もうひとつは「進路指導室を拡充したことです」と杉山先生。関東地区で購入可能な大学の赤本(過去3年分)をほぼ揃えたほか、部屋のレイアウトも開放的に変更した。パソコンも4台ほど設置し、同校が導入する予備校のサテライト授業の試聴もできるようにした。その結果、生徒は進路指導室をよく訪れるようになり、自分の進路について意識する機会も増えた。
「進路指導を主に行うのは担任です。担任は親のような存在ですが、進路指導部のスタッフはいわゆる『親戚のおじさんおばさん』。斜めの関係として、気軽に相談できる場所にしたいですね」
昨年から学年ごとに主任・副主任を置くよう、組織改革を実施。その結果、「学年としての一体感も生まれてきました」と杉山先生は話す。
「大学受験は団体戦。学年全体が同じ方向を向くことによって、波及効果が生まれます。これまでAO入試希望者が多かった普通コースの生徒も、自力での受験を考えるようになってきました。今年の卒業生はそうした盛り上がりが年度途中から生まれ、結果を残すことができた。今年の高3生の間では、すでにそうした熱気が高まっています」
グループで協力し、発表
交流力・プレゼン力鍛える
同校では教科指導の他にも、アイデンティティープログラムとして「最先端学習」を取り入れている。これは生徒がグループに分かれ、研究・発表を行うもので、コミュニケーション力やプレゼンテーション能力等、社会に出てから必要とされる力を育成する目的がある。
グループ分けはクラスの枠が取り払われ、特進・進学クラスもシャッフルして行われる。今まで話したことのない生徒同士が同じグループになることもあるという。
「これを中学3年間続けると、お互い全く話したことのない生徒がいなくなります。最初は緊張しますが、中学生は柔軟性が高いので、すぐに打ち解けますよ。
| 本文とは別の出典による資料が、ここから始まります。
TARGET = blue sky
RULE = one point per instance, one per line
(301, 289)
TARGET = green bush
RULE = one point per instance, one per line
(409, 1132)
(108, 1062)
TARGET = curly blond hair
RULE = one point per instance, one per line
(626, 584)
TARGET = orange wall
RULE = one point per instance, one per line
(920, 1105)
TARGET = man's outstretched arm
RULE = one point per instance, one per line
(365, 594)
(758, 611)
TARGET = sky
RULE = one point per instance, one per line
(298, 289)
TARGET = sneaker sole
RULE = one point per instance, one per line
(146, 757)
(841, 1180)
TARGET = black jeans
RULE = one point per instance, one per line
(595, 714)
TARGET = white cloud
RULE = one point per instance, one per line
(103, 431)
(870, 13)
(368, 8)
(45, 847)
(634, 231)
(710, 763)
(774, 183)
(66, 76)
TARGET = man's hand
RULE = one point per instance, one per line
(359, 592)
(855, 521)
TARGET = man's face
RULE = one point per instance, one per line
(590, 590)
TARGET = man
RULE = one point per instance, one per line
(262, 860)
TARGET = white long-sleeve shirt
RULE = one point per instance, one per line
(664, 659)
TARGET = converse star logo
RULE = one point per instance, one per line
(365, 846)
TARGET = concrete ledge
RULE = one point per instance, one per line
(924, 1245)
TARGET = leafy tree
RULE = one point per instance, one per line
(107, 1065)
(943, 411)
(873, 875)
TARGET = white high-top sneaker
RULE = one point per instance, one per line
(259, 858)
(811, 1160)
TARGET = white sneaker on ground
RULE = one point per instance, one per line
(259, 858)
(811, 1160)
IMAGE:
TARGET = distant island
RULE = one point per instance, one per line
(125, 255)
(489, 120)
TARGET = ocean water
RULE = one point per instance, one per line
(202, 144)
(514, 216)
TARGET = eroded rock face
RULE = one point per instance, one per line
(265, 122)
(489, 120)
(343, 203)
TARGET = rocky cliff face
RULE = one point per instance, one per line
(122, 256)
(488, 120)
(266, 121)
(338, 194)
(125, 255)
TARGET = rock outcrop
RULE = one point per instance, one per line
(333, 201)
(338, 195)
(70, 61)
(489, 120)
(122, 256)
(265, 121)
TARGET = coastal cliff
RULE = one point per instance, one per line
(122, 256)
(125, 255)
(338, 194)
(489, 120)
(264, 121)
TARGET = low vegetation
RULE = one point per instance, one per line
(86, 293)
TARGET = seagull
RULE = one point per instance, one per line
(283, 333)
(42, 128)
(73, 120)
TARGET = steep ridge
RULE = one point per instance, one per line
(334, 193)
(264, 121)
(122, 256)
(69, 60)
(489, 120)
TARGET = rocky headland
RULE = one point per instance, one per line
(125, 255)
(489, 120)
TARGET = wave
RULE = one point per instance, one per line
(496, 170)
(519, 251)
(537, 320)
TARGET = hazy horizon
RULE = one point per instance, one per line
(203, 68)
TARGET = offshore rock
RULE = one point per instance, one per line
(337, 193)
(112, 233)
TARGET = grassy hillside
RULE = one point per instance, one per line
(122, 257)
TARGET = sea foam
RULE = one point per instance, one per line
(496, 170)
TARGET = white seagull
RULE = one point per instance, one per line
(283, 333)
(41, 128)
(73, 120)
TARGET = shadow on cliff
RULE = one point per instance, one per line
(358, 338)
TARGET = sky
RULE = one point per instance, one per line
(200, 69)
このグループ分けには、クラス内で友人関係がこじれてしまった場合でも、違うクラスに友人がいることで、生徒の行き詰まり感を緩和できるメリットもあります」
以前はこうした『社会人力』と呼ばれるコミュニケーション能力等の力は、社会に出てから学ぶことができた。しかし今は、学生時代に身に付けておくことが大前提になりつつある。
杉山先生は「勉強を一生懸命やるのはもちろんですが、部活動、生徒会、趣味でもいいので、学業と両立させた充実した生活を送り、社会人力を身に付けてほしいですね」と話している。 |
部活動と勉強
どちらも尊重する校風
同校の基本理念は「知・徳・体」。学力だけでなく、心と体の育成にも力を注いでいる。「徳」の部分では挨拶を徹底的に指導。お互いの顔を見て、きちんと話すことができるだけでなく、ハキハキとした挨拶と会話は、面接の場面にもおいても重要だと考えている。
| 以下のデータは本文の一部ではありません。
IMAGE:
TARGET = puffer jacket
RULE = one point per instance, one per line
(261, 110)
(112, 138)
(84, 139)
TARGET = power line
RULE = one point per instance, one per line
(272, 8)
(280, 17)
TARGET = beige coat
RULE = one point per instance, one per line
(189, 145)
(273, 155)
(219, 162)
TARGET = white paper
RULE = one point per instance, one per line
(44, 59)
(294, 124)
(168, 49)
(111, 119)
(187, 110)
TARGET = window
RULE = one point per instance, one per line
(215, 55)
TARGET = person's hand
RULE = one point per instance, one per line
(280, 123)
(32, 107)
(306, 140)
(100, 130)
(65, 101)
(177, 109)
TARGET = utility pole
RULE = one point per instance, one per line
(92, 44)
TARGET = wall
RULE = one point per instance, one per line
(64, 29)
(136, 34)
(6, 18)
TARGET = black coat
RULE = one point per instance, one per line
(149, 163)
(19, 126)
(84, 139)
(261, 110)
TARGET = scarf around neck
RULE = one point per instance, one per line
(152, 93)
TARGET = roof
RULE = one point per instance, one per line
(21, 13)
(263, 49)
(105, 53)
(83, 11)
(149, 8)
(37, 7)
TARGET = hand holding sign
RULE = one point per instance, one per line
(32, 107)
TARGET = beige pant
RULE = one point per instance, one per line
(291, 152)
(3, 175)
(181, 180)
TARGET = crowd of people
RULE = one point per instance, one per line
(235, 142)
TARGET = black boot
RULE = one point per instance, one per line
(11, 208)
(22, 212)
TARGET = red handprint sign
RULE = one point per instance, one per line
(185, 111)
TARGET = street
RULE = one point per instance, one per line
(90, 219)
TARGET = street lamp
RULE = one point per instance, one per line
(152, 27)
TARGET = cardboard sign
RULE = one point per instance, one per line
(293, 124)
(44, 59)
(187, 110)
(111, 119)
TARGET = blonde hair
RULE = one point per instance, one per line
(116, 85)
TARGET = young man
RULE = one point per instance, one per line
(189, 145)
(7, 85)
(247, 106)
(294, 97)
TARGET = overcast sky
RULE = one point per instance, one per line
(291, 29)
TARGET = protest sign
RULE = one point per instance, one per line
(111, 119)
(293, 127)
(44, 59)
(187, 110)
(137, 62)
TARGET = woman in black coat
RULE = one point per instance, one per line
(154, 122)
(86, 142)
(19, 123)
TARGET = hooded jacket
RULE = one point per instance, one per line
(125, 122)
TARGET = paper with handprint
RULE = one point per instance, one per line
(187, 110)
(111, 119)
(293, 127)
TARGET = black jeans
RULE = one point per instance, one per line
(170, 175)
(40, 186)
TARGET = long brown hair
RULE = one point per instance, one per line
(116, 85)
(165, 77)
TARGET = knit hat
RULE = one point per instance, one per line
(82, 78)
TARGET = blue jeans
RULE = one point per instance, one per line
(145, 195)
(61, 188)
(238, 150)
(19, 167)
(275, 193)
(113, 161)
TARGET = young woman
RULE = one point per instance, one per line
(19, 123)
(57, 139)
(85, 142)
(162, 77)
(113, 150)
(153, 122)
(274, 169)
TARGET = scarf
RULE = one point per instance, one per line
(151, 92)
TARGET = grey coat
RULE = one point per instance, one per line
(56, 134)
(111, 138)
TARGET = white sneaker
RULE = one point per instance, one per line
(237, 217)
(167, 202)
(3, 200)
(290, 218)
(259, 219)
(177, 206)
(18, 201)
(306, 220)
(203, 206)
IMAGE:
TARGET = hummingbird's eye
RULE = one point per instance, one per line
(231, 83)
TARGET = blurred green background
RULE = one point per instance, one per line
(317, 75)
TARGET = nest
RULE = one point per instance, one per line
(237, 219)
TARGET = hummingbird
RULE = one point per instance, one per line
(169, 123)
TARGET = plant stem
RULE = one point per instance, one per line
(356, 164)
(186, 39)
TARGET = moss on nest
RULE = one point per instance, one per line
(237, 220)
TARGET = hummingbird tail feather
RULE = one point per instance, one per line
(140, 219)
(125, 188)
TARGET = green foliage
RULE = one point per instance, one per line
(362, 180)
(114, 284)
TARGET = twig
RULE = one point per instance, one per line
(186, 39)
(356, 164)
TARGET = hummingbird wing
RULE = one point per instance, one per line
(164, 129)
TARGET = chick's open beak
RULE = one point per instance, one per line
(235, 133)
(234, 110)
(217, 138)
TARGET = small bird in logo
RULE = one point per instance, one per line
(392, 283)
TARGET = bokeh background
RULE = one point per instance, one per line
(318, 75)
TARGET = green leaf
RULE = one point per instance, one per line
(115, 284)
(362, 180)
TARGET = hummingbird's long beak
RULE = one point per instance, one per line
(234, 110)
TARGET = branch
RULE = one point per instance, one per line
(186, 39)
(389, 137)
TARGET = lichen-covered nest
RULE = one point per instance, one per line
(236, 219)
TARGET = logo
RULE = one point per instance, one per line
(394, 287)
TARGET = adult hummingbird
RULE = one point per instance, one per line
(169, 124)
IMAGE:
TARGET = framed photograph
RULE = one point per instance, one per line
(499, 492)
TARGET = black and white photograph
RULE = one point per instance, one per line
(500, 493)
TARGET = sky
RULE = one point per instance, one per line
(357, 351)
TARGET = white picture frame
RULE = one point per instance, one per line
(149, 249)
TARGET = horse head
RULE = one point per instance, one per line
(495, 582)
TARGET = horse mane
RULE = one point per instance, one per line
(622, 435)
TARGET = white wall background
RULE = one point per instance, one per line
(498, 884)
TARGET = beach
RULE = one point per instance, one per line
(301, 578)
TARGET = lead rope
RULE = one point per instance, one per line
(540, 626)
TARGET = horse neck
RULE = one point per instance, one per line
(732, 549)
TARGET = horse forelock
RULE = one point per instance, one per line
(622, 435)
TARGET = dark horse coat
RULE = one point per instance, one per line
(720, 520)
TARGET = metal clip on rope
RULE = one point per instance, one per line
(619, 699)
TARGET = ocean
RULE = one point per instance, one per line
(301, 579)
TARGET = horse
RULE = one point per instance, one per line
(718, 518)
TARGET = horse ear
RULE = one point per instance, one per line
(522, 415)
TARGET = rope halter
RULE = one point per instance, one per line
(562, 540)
さらに授業開始前の「起立・礼」の方法等を統一した「共栄スタンダード」も実施。
「中学・高校入学時には、さまざまな出身校から生徒がやってきますし、教師によってもいろいろな授業スタイルがある。そこで4年ほど前に『共栄スタンダード』を導入し、授業の前後にメリハリをつけるようにしました」と杉山先生。
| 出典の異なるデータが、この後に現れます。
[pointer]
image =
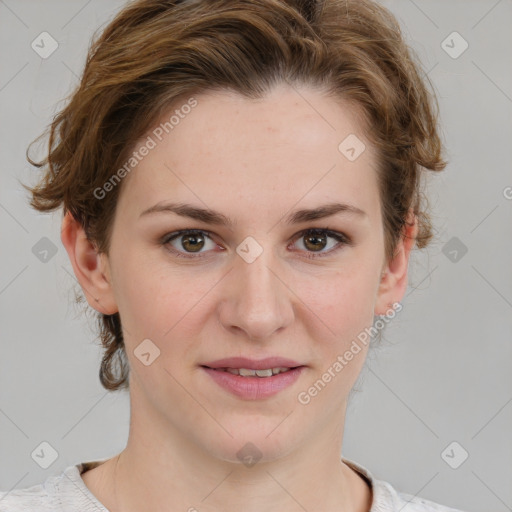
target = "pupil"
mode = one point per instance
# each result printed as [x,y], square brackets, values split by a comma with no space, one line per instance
[316,238]
[195,246]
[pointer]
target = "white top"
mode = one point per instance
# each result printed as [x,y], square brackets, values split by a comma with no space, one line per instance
[67,492]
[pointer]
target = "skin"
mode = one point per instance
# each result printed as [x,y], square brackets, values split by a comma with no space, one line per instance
[255,161]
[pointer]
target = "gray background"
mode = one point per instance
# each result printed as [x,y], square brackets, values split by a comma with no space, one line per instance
[443,373]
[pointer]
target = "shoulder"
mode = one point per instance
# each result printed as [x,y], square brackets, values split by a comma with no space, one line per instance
[387,498]
[59,493]
[30,498]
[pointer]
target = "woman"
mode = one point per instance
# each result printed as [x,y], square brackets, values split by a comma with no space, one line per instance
[240,184]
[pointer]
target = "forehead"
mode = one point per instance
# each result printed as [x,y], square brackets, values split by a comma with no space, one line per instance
[233,153]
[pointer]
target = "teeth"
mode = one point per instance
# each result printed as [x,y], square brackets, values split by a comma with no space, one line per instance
[245,372]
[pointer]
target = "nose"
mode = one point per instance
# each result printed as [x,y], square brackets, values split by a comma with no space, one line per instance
[257,299]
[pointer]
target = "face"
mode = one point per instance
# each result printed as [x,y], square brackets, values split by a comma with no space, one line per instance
[261,286]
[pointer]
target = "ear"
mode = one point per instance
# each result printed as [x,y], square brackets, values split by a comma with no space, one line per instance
[91,268]
[394,274]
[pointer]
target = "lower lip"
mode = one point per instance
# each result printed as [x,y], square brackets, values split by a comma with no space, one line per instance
[254,388]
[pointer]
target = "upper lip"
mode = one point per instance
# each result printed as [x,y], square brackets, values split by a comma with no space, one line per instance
[253,364]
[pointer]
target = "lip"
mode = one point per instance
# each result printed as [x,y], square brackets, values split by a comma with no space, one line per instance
[252,364]
[253,388]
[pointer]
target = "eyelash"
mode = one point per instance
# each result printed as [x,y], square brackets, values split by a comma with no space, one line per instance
[340,237]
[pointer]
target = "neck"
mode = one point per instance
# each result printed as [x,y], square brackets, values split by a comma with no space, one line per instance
[167,469]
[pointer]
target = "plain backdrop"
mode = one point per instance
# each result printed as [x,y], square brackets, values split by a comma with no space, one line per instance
[438,394]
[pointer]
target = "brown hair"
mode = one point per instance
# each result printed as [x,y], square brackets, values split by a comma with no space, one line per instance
[157,51]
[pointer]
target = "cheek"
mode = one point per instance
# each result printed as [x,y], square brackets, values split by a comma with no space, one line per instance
[343,302]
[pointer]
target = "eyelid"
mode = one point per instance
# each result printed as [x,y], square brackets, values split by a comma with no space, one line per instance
[342,239]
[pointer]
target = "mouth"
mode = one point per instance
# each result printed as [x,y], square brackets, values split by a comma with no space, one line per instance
[249,372]
[254,384]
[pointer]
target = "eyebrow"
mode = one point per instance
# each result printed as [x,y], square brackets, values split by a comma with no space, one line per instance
[213,217]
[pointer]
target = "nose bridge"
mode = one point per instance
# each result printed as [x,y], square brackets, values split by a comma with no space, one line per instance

今年の春の高校バレーで全国3位に輝いたバレーボール部をはじめ、バトン部も国際大会で優勝。少林寺拳法部も5年連続全国大会出場と、部活動が盛んな同校。
生徒が部活動と勉強を両立できる背景には、学校自体がバックアップするシステムがあることが大きい。バトン部は早期引退(高2の3学期)も可能で、顧問の教師の配慮により退部扱いにしない。また、春高バレーが1月開催になり、高3生も出場できるようになったが、一般受験をする部員は早目に引退することもできる。部活を頑張る生徒、勉強を頑張る生徒、どちらも尊重する校風ができている。
「特進コースの生徒は、普通コースに比べて1時間授業が長いので、部活動に遅れて参加します。でも、他の生徒はそれをよく理解をしていて、温かく迎えてくれます。早期引退を認めるなどの学校全体のシステムをあることも両立の下支えになっていると思います」と杉山先生は語る。
勉強も部活動も悔いのない学生生活が送れる生徒たち。その自信が将来への大きな力になっていくのだろう。